This paper is about governance of the aid system, with specific reference to the European Union. The EU makes a good case study, because all the global questions about governance of international aid also apply at the level of the EU. Is this a coherent and planned system, or more random and chaotic in nature? Is it capable of being governed and planned? Should it be governed and planned in its entirety? And assuming governance or architectural interventions are possible, should the aim be consolidation into fewer entities or cooperation among many?
Within the world of official aid, two views currently dominate the debate. The first celebrates diversity and concentrates on the coordination of collaborative networks. It focuses attention on shared goals, harmonisation of approaches, and better coordination of who does what. It finds its highest expression in the UN’s work on the Millennium Development Goals (MDGs), and in the aid effectiveness initiatives of the Development Assistance Committee of the OECD. In the European Union, the key instruments are the European Consensus on Development of 2005 and the Code of Conduct on Division of Labour, agreed in 2007.
The second view seeks reform of the aid ‘architecture’ in order to reduce the number of actors and rationalise the supply of aid. It focuses on the allocation of aid between institutions, transactions costs, multilateral effectiveness, and issues like governance reform of the Bretton Woods Institutions. Its ideal is captured in the phrase ‘don’t just harmonise, multilateralise’. In the European Union, a key issue is the share of EU aid channelled through the European Commission, currently only just over 20%.

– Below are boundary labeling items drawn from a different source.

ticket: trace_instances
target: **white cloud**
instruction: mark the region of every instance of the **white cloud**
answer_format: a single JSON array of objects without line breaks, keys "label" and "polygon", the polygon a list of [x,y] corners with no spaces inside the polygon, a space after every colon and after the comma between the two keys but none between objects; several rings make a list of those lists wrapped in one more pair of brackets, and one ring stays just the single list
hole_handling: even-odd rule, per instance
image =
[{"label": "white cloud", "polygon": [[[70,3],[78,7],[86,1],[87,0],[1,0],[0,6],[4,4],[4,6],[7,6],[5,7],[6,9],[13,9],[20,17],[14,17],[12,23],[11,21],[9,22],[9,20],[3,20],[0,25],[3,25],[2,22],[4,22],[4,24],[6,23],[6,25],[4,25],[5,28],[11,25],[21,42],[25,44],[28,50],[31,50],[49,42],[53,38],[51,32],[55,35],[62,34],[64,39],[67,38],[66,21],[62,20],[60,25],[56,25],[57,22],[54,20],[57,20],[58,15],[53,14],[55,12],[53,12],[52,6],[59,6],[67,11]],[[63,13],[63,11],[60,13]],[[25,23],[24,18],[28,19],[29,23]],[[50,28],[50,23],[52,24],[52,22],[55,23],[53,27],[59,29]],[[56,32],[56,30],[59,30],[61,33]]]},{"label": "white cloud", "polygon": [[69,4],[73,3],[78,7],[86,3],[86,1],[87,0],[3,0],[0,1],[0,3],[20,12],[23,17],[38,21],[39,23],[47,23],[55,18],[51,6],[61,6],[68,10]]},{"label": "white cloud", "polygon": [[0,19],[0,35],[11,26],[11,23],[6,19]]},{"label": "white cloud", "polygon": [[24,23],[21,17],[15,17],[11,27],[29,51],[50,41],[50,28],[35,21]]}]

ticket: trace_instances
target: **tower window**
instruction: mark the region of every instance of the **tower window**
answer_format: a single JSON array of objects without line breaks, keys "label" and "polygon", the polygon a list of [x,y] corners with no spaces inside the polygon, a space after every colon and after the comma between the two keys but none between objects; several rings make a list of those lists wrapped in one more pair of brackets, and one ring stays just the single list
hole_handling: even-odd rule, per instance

Outside the official world, some have taken the idea of collaboration further, advocating market or network approaches, within a largely self-organising framework.
We begin (Section 2) by reviewing different concepts of governance and ‘good governance’ and by providing a framework within which to assess the governance of the aid system as it currently stands. We focus on five criteria of good governance: effectiveness; efficiency; legitimacy; accountability; and adaptability.
In Section 3, we describe the aid system as it currently exists: growing and diversifying, variously governed, and often described as an aid ‘non-system’.
In Section 4, we assess the governance of aid, finding that none of the DAC, UNDCF, High Level Forums, ad-hoc country-level coordination or multilateralism achieve full marks on our score-card (though multilateralism comes close and will score higher as a result of recent reform of Bretton Woods governance).
In Section 5, we turn to the EU. We summarise the role of the EU in global context and assess the current governance of EU aid, with special reference to the European Consensus on Development and the Code of Conduct on Division of Labour. The European Commission (EC) scores reasonably well on governance, not least because of the accountability mechanisms built into the Cotonou Convention with countries in Africa, the Caribbean and the Pacific.
Finally, we conclude with two paradoxes and four recommendations specifically for the European Union and the European Commission. The first paradox is that that although the system as a whole would work better if most aid was given through multilateral institutions, there are coordination failures which leave many countries preferring a large bilateral programme.
The second paradox is that there is a familiar trade-off between effectiveness and accountability with regard to some aspects of aid governance: the DAC, for example, scores highly for its work on statistics and reporting, but remains essentially a rich country club and, partly as a consequence, is largely ineffective in driving change rather than merely keeping score.
Multilateral space is competitive. The EU and the EC can boost their position by: maintaining the mutual accountability provisions of the Cotonou Convention, and widening their geographical reach; increasing transparency; Member States holding each other to account for existing and more demanding targets related to the Code of Conduct on Division of Labour; introducing new instruments, like the Vulnerability Flex (V-FLEX) and the Food Facility; continuing to strengthen collaboration in international fora like the UN, G8, G20 and the United Nations Framework Convention on Climate Change (UNFCC).